Neste nosso mundo racista, independentemente do meu querer, desde que nasci, recebi diversos privilégios advindos da minha cor. Já comecei na frente de mais de 50% da nossa população. Não fui eu que quis, mas isso não importa para o racismo.
Mas, então, o que posso fazer? Bem, o mínimo que nós brancos precisamos entender é que é necessário adotar atitudes antirracistas. Como bem pontuou Desmond Tutu, “se você é neutro em situações de injustiça, você escolhe o lado do opressor”. Isso significa parar de diminuir atitudes racistas nossas e de colegas ao dizer que “foi apenas um mal-entendido”, ou “é coincidência que ele era negro”.
Vamos parar com esse discurso hipócrita. Tais situações jamais teriam ocorrido contra pessoas brancas. Um menino branco nunca teria sido confundido com um pedinte e retirado à força por seguranças de uma loja. Um jovem branco e seus quatro amigos brancos dentro do carro jamais seriam confundidos com bandidos e executados (111 tiros...) pela polícia. Um senhor branco, esperando o filho e a esposa em uma parada de ônibus, em nenhuma hipótese teria seu guarda-chuva confundido com um fuzil e seria assassinado por isso... E esses foram só alguns dos exemplos que me vieram à cabeça, sem a necessidade de qualquer esforço de lembrança, infelizmente.
Se virmos um colega sendo racista com uma colega negra, falando “silêncio na senzala”, não podemos nos calar.

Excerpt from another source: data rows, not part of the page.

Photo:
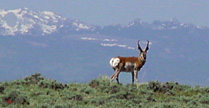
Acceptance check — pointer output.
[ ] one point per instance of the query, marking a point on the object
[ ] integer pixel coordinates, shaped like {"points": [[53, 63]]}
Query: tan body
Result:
{"points": [[128, 64]]}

Isso não é uma piada. Isso é violência. Nossos irmãos negros passam por isso todos os dias. Não podemos fingir que não acontece. A violência começa no discurso, em atitudes pequenas, e se estende até acarretar o genocídio da nossa juventude negra. Isso é inconcebível e deve parar agora.
Já que temos esse privilégio e uma das consequências dele é que os brancos respeitam mais nossa opinião e prestam mais atenção ao nosso discurso do que ao de estudiosas negras, vamos usar isso a favor da luta pelo fim do racismo.
Vamos falar sobre racismo. Estudar, sim, porque, como disse Thula de Oliveira, não é dever de nenhum negro ficar alfabetizando brancos preguiçosos em relação a racismo. Os estudos estão aí, acessíveis a todos nós. Na internet, nas bibliotecas, nas revistas especializadas. Não faltam materiais para que entendamos o racismo estrutural (e estruturante) da nossa sociedade.
E, por fim, relembrando a professora Lia Vainer mais uma vez, o racismo é uma construção social, e, como tal, é aprendido. Se podemos aprender a ser racistas, podemos (e devemos) desaprender, aprendendo a ser antirracistas. E, como brancos que fruíram de incontáveis privilégios advindos da nossa raça, é nossa obrigação juntarmo-nos aos irmãos negros nessa luta, como aliados brancos na luta antirracista, e educar aqueles que ainda não abriram os olhos para essa cruel realidade.